CRISE - Paris a convoqué ce vendredi l'ambassadeur d'Iran pour dénoncer la détention "intolérable" de deux universitaires français et exprimer son "extrême préoccupation" alors que l'un d'entre eux a entamé une grève de la faim.

L'ambassadeur iranien a été convoqué, ce vendredi 27 décembre, au ministère des Affaires étrangères à Paris. Le Quai d'Orsay a réclamé la libération "sans délai" des chercheurs Fariba Adelkhah et Roland Marchal, détenus en Iran depuis juin. "Comme le président de la République (Emmanuel Macron) et le ministre (Jean-Yves Le Drian) l'ont souligné à plusieurs reprises, leur emprisonnement est intolérable", indique le ministère dans un communiqué.

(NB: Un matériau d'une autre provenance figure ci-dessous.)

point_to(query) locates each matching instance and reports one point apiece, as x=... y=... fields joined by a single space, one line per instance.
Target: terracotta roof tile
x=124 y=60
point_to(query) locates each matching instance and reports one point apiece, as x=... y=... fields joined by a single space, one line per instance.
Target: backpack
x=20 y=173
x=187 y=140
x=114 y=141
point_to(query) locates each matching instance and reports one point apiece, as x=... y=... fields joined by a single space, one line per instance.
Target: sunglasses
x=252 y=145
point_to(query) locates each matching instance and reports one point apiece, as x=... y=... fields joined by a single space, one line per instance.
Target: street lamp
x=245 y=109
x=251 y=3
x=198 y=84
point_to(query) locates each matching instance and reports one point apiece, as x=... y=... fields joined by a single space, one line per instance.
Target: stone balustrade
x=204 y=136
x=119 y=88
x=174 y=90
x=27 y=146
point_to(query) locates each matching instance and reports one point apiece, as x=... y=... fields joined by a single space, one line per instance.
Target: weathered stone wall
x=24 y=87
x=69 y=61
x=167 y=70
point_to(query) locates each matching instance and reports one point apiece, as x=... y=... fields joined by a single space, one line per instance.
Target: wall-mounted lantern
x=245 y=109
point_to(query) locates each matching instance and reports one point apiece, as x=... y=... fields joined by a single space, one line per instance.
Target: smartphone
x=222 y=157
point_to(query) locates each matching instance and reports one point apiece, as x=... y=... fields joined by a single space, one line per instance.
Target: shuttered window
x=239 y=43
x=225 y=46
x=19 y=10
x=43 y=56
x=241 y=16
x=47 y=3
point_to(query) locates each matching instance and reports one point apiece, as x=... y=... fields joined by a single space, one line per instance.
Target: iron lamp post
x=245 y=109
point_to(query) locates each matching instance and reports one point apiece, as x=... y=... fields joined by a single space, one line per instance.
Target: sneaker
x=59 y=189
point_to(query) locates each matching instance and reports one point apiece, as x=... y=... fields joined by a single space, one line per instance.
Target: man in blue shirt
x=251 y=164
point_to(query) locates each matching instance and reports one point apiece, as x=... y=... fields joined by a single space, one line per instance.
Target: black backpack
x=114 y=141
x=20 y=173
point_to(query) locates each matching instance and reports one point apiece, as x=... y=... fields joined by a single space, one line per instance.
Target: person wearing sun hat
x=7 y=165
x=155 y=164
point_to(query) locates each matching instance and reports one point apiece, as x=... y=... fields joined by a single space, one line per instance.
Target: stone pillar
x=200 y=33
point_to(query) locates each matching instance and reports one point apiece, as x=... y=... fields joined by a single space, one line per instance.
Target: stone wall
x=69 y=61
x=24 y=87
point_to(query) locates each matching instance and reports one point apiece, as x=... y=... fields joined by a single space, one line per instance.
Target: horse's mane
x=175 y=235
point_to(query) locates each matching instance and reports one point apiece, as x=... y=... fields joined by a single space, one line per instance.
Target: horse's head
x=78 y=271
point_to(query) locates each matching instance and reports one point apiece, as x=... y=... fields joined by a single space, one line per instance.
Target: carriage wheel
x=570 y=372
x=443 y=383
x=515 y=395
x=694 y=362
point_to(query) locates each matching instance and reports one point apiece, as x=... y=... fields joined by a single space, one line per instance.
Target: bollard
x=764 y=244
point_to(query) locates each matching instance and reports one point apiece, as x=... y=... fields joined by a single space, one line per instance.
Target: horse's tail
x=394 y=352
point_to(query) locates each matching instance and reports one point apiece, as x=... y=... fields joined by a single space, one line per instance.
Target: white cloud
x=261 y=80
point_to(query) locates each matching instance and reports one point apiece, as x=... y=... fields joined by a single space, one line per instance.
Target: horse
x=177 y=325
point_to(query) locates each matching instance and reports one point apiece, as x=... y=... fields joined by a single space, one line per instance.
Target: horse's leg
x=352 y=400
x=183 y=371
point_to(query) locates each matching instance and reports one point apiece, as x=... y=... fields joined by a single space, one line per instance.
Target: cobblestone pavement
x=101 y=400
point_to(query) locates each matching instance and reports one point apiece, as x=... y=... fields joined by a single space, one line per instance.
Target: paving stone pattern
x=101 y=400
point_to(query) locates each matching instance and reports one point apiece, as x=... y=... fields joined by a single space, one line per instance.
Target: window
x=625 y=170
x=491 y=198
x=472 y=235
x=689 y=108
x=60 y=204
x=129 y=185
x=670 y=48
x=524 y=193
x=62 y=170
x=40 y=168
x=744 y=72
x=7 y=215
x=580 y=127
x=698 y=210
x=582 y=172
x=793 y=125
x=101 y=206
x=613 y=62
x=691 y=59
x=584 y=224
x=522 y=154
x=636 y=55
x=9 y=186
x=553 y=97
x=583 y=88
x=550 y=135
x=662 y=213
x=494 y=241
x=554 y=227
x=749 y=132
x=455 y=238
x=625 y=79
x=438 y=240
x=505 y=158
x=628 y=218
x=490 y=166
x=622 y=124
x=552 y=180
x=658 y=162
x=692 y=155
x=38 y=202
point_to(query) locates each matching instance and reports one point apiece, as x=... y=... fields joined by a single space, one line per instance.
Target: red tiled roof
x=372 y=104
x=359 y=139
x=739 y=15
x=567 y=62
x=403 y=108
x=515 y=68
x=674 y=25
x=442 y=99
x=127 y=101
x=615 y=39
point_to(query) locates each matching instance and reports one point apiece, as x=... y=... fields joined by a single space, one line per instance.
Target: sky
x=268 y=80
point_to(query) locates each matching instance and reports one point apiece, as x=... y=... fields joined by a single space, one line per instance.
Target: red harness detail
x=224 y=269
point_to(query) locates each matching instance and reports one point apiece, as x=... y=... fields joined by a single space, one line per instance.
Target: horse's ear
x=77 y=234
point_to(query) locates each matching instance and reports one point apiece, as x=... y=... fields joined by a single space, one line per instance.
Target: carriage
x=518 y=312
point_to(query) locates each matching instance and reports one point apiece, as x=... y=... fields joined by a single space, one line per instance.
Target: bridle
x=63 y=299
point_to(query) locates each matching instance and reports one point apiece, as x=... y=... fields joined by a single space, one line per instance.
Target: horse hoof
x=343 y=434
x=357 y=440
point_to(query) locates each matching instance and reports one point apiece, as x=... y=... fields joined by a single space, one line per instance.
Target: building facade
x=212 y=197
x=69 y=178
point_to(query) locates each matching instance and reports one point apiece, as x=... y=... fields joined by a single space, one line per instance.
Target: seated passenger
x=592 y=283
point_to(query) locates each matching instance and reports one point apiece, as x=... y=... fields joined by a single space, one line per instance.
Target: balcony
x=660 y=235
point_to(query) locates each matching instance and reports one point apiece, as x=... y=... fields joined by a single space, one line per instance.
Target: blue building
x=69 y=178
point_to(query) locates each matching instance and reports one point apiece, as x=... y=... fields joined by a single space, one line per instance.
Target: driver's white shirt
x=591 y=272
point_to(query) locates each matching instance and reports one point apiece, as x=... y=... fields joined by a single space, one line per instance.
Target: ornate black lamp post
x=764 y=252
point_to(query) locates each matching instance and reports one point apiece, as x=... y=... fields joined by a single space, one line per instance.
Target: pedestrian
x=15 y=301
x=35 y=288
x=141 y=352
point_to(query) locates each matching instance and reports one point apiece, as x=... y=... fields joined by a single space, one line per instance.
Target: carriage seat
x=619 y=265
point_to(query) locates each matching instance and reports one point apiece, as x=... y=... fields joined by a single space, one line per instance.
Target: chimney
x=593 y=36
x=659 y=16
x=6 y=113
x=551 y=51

Le ministère des Affaires étrangères a par ailleurs fait part à l'ambassadeur de son "extrême préoccupation sur la situation de l'anthropologue franco-iranienne Fariba Adelkhah qui a cessé de s'alimenter, et a réitéré (sa) demande d'accès consulaire, jusqu'ici refusée". Cette dernière a entamé une grève de la faim, tout comme une universitaire australienne détenue avec elle, Kylie Moore-Gilbert, d'après le CERI (Centre de recherches internationales). Elles ont également débuté une grève de la soif, selon d'autres sources, dont le quotidien Le Monde.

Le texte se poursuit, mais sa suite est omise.